When we reached the bottom of the driveway, I helped her over the gate. Crossing the street, we started back into the dense woods, making our way through the thick underbrush in silence. I hadn’t been back here for a long time. Things had changed so much, but thankfully the stream was still here to follow. The gentle sound of its trickling waters replacing any conversation between us as we walked along.
The sun had disappeared behind the clouds and it looked as if we were in for some rain this afternoon. I frowned. Heavy rain would make the hunter harder to track.
Shaking off the ominous feeling that had been with me for days, I glanced over my shoulder to see her carefully following behind me. She was still quiet – too quiet. The only sounds around us issued from the stream and the crispness of the leaves as they crunched beneath our feet.
“I’ve been back here before,” she finally said. “I was looking for your grave.” She stopped, realizing what she’d said. With a peculiar smile, she shook her head and continued along. “I didn’t get quite this far back though.”
“We used to call this place Chimney Orchard.” I said, lost in the memories of times spent here as a human.

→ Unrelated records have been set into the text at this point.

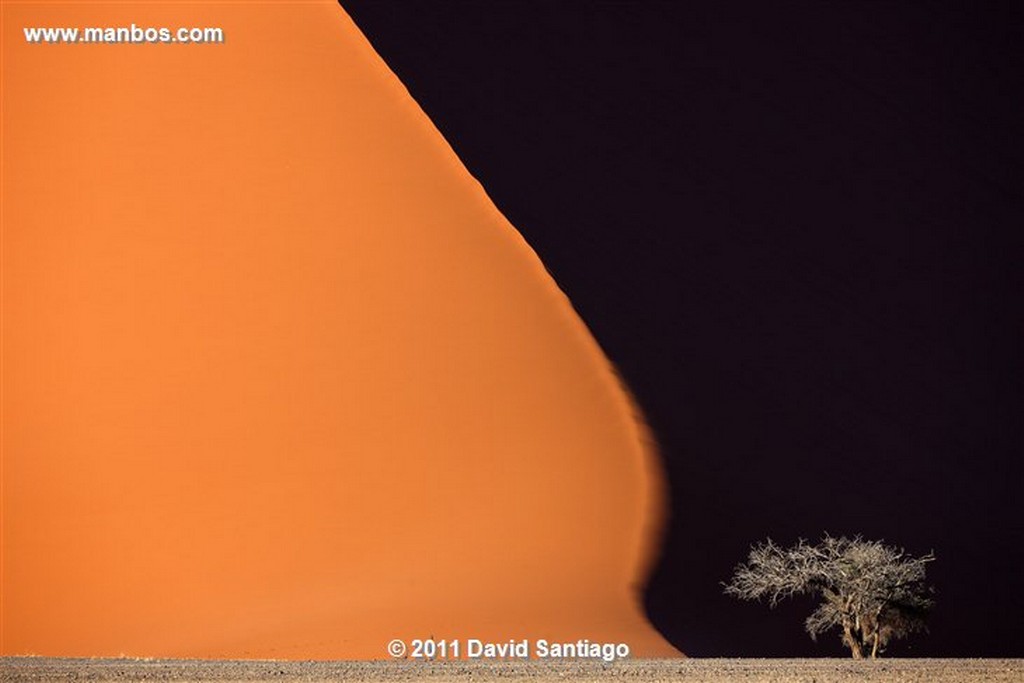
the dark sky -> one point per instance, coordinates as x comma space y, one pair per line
796, 229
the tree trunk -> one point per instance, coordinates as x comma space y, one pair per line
852, 642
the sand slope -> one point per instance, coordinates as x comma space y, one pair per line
279, 379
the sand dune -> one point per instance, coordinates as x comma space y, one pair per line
280, 381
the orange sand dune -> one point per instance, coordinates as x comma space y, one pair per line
279, 380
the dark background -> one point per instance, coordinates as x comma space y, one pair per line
795, 228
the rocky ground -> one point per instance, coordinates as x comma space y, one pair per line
38, 670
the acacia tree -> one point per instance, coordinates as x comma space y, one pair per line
872, 592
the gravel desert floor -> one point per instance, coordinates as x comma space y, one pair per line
38, 670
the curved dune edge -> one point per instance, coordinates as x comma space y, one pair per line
280, 381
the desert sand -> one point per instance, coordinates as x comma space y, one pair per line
655, 671
280, 380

It had been over a century since I’d last retraced these steps and I wasn’t the man I’d been back then anymore. I wasn’t even the same vampire. With the passage of time things continuously change forcing us to evolve whether we want to or not. My many years on this Earth had taught me tha
t time stands still for no one, human and vampire alike. Being a vampire, I was keenly aware of this fact, certainly more so than Sara. These woods around us were evidence of this inescapable fact of life. Nature was not immune; it has its own progress separate from that of the human race that tramples upon it. Trees grow and die like humans. Some fall from age while others are cut down in their prime. Either way, they change like this forest and can become almost unrecognizable over the course of time. I might be lost myself if it weren’t for the rambling stream that guided my way just as it had over two hundred years ago. The stream … me … we were the same in so many ways. We were guides set apart from time.
“Chimney Orchard, I’ve heard that name before. It’s a peculiar name. Where did it come from?”
“I’m not sure. It was old even when I first heard it. I think it may have been a name the Narragansett’s had for this rocky hill. But don’t hold me to that.”
I stopped to help her follow me up and over the remains of a rock wall. On the other side were the stream and a grove of dead spruce trees. Their bare bones combined with a lack of undergrowth gave the eerie appearance of some haunted forest out of a children’s storybook. It was ethereal in the half-light that filtered down through the surrounding trees.
She followed me as I walked away from the stream, past a large boulder and stopped just short of another rock wall.
“Is this it?” she asked, looking around seemingly at nothing. Finally she spotted the rows of field stones poking up through the blanket of leaves and moss.
“Who else is buried here?”
I pointed to a pair of them.
“This is where we buried my parents.” I pointed to the opposite corner. “My grandfather and grandmother Wells are there. And I’m supposed to be there,” I said, turning toward an unmarked spot. “The headstone is gone now, but it was here a few years back I understand. Not sure what happened there.”